Prolonged pretreatment with carvedilol prevents 3-nitropropionic acid-induced behavioral alterations and oxidative stress in rats.

3-nitropropionic acid (3-NP)-induced neurotoxicity causes a cellular energy deficit and oxidative stress via an irreversible inhibition of the mitochondrial enzyme succinate dehydrogenase (SDH). Systemic administration of 3-NP causes motor and cognitive deficits, particularly those associated with excessive free radical generation. Recently, carvedilol has been implicated as a neuroprotectant in the treatment of various neurological disorders. The present study was designed to investigate the neuroprotective effects of carvedilol against 3-NP-induced cognitive impairment and oxidative damage in rats. Intraperitoneal administration of 3-NP (20 mg/kg for 4 days) caused significant body weight reduction, impaired motor function (locomotor activity, movement pattern), induced vacuous chewing movements, led to poor retention of memory in the Morris water maze, and elevated plus maze task paradigms. Chronic treatment with carvedilol (1 and 2 mg/kg, po), once daily for a period of 8 days beginning 4 days before 3-NP administration, significantly reversed 3-NP-induced motor impairment and cognitive deficits.
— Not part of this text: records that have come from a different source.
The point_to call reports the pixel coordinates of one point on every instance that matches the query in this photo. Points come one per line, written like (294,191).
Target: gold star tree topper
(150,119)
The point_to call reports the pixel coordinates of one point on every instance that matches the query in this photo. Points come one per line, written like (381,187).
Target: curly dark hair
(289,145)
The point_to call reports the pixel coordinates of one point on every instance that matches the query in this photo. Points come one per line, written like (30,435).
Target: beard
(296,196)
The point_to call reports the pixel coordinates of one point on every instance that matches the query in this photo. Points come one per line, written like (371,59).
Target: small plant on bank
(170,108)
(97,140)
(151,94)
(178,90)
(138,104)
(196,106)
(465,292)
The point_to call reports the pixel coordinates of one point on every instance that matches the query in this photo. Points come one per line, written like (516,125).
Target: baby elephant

However, carvedilol (1 and 2 mg/kg, po) treatment significantly attenuated oxidative damage (reduced lipid peroxidation and nitrite levels, and restored depleted reduced glutathione and succinate dehydrogenase enzyme activity) in the rat brain. The results of the present study suggest that carvedilol has a neuroprotective effect against 3-NP-induced behavioral alterations and oxidative damage.